Ulu Önder Mustafa Kemâl, 30 Ağustos 1925’de Kastamonu’da yaptığı konuşmada ideolojisinin amacını şu şekilde belirtmekte idi; ”Efendiler, yaptığımız ve yapmakta olduğumuz inkılâpların amacı, Türkiye Cumhuriyeti halkını tümden çağdaş ve bütün anlam ve biçimi ile uygar bir toplum durumuna ulaştırmaktır.”
Atatürkçülük, uygulamada ilkelerin canlı , yapıcı ve dürüst işlevini göz önünde tutmaktadır. Her zaman millî inkılâp anlayışıyla, ilkeler doğrultusunda devlet ve toplum yaşamını yönlendirmeyi öngörür. Bu yöntemle çağdaş uygarlık düzeyine çıkabileceğini kabul eder.
Atatürk’ün önderliğinde gerçekleşen Türk İnkılâbı bir ulusal bağımsızlık ve çağdaşlaşma hareketinin adıdır.

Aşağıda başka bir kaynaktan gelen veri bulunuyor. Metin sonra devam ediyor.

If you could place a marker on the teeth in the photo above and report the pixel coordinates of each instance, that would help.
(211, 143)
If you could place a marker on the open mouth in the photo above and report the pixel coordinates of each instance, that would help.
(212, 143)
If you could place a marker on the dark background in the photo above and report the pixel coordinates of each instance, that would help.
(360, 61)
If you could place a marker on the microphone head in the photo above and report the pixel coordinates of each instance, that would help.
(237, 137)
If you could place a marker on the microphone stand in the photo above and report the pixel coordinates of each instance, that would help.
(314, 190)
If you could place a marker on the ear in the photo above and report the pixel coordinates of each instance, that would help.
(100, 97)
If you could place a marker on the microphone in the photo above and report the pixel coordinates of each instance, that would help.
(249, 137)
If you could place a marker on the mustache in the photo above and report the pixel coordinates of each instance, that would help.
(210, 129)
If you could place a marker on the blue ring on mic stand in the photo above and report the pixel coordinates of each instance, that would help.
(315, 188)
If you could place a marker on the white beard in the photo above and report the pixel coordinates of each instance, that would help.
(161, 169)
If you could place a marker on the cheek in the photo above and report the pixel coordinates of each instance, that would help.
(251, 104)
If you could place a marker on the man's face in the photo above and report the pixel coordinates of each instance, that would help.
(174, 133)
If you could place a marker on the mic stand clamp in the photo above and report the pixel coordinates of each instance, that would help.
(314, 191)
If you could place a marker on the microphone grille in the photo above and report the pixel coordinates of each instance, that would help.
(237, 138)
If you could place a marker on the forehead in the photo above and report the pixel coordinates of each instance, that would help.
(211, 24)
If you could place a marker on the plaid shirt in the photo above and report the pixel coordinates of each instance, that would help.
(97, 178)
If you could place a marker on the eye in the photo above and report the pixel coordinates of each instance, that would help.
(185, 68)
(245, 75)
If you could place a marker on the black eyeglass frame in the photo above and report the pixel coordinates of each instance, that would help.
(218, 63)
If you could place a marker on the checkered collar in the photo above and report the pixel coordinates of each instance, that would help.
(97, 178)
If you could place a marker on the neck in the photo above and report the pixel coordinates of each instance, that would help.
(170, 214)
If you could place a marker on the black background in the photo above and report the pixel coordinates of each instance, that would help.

Toplumsal bir biçimleniştir.
Ulusal bağımsızlığı ve hür düşünce ile insan onurunu temel aldığı için insancıl bir Türk düşüncedir.. Bu değişme Türkler tarafından bir modernleşme yani daha gelişmiş, daha ileri addedilen bir toplumsal düzen tipine geçiş olarak anlamlandırılır.